Google comes into the book with the entry of Clay’s love interest who works there. She loves where she works and brings Clay to Google and we get long descriptions of the place, the free-for-all cafeteria, the power structure, and the intense intellect of Google employees. To try to impress this girl, Clay creates a data visualization of some of the bookstore’s materials sparking Google girl’s interest in what he’s trying to uncover.
With the entry of Google girl, it prompts the question of which is better, books or tech? I’d like to think that the ultimate answer is that together both of them can move us forward as a society, but I don’t know if this book gets that deep. It’s a fun read, but by the end there was nothing earth shattering or all that surprising.

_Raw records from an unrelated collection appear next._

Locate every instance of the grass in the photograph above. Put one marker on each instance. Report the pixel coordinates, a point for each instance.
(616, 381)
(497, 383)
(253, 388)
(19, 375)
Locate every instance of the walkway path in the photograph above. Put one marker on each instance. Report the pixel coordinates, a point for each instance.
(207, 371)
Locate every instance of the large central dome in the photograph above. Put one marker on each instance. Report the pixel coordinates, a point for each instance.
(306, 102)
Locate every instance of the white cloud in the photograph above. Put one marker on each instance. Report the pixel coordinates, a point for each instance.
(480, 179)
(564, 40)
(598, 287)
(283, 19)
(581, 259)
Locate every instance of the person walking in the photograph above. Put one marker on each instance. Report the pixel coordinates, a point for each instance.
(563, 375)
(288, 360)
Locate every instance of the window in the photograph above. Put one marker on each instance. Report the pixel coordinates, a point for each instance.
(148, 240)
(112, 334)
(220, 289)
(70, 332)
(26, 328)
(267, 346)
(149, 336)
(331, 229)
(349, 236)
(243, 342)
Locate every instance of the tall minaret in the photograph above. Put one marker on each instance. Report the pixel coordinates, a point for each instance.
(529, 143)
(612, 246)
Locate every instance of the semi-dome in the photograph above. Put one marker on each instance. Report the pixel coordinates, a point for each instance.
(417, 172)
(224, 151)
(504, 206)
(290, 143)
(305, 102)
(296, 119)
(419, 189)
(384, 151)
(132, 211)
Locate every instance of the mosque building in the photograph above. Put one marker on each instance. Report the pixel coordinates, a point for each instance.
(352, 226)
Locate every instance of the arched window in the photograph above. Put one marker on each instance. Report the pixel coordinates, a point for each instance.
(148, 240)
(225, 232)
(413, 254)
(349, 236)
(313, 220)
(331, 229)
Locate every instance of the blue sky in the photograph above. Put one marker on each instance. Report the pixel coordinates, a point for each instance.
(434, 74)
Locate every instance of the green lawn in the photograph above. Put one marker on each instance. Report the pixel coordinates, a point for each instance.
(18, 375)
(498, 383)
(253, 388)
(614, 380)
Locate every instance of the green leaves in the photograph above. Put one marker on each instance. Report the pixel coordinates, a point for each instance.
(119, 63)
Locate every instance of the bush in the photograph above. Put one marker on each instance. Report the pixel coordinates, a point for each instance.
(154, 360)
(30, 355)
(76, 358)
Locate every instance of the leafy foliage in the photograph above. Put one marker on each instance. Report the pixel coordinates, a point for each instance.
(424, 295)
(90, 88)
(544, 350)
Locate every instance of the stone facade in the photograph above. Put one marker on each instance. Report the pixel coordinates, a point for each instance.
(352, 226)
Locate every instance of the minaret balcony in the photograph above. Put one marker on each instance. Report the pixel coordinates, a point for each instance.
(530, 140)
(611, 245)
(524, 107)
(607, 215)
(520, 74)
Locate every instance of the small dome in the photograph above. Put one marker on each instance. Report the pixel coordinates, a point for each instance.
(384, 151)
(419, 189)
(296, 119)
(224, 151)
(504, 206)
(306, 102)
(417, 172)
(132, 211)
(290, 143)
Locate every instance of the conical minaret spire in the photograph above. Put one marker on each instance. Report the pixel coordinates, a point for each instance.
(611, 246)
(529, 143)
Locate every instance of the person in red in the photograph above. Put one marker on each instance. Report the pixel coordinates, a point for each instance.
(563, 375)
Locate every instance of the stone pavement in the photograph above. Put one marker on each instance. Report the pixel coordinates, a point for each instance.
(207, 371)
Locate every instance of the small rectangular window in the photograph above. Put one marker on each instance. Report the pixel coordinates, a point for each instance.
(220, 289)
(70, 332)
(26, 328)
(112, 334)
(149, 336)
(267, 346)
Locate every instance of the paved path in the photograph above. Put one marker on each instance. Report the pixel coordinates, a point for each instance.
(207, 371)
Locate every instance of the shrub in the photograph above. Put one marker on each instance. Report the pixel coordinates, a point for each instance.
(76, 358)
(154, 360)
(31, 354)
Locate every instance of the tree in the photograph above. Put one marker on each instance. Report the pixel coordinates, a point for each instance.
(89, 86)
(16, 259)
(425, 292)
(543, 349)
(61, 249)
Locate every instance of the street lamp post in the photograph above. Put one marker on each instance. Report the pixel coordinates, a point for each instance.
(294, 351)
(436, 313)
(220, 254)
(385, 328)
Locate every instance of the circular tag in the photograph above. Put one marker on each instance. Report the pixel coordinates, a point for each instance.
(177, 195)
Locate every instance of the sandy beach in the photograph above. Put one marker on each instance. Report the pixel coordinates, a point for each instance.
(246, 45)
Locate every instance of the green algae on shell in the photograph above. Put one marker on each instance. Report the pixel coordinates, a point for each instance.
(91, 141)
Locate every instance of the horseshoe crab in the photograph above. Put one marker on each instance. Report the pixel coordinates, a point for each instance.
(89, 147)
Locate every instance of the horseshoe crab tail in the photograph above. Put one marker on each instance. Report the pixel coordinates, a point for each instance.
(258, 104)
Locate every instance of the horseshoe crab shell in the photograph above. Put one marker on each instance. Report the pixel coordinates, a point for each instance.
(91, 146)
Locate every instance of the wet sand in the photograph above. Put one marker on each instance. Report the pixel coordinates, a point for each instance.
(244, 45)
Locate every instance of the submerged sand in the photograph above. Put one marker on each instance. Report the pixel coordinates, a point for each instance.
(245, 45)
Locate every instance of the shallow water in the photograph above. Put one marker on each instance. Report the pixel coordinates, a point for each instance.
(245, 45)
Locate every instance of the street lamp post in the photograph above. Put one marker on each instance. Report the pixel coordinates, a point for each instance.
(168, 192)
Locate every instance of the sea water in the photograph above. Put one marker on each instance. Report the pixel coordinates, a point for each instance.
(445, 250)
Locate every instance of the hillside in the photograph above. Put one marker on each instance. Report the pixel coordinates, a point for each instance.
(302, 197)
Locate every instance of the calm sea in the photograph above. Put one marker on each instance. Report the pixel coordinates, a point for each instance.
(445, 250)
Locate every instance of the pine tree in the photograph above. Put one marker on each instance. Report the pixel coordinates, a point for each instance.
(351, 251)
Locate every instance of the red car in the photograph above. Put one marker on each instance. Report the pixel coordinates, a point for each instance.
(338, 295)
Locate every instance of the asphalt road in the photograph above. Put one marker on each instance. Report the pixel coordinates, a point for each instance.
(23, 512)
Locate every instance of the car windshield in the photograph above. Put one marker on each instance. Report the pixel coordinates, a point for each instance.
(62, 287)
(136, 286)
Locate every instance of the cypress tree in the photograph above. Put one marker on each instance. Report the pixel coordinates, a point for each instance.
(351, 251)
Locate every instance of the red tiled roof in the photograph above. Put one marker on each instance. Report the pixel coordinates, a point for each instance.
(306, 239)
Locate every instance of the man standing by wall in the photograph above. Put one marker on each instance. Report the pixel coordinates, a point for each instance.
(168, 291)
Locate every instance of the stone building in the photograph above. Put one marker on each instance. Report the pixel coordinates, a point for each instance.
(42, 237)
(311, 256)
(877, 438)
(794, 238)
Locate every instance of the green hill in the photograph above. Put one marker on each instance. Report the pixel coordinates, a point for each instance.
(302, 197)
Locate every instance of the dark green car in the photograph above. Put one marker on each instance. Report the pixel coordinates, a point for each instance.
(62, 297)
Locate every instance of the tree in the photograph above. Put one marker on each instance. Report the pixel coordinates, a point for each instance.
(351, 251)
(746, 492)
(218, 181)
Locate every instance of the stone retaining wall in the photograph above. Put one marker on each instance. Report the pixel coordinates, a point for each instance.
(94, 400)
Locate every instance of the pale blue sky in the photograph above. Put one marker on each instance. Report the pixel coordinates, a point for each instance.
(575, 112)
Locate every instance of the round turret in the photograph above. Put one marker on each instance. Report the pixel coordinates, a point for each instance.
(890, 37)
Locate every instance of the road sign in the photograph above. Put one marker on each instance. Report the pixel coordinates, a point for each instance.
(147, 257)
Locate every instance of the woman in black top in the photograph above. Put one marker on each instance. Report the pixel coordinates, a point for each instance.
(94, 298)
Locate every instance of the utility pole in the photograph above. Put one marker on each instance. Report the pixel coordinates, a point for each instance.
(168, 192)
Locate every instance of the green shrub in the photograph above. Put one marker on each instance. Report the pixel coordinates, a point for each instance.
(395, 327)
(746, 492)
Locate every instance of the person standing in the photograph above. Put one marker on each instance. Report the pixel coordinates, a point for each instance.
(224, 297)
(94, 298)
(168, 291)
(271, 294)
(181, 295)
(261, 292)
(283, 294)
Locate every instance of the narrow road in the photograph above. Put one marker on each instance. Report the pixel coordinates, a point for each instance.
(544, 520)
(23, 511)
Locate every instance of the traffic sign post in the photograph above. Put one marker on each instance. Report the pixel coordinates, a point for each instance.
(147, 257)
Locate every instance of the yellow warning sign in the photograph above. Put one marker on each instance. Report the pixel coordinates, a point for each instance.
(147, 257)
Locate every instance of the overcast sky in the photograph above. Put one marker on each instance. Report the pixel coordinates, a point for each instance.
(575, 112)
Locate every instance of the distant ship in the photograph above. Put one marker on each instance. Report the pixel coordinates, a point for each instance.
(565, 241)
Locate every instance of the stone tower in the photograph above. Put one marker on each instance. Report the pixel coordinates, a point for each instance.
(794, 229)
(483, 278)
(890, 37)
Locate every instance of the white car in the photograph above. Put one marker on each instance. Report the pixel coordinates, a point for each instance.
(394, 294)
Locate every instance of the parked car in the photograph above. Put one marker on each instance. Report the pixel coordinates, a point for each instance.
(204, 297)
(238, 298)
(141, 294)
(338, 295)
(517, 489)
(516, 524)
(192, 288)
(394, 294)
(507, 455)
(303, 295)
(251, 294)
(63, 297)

It was just kind of sweet.
Since I’m a science fiction and fantasy lover, I really wanted something kind of amazing to happen in the end. Not that it had to be magical, but I wanted something more. This book is like ice cream to book lovers, but it’s vanilla when I wanted peppermint bon bon. Vanilla is still good, but it’s no peppermint bon bon.
I do think this book will be a hit because it’s a fun, quick read that will appeal to many different types of people. I look forward to other books by Sloan because I really like the voice and character of Clay and I think he can build many more interesting characters in the future, but I hope he adds more intrigue and excitement in his stories.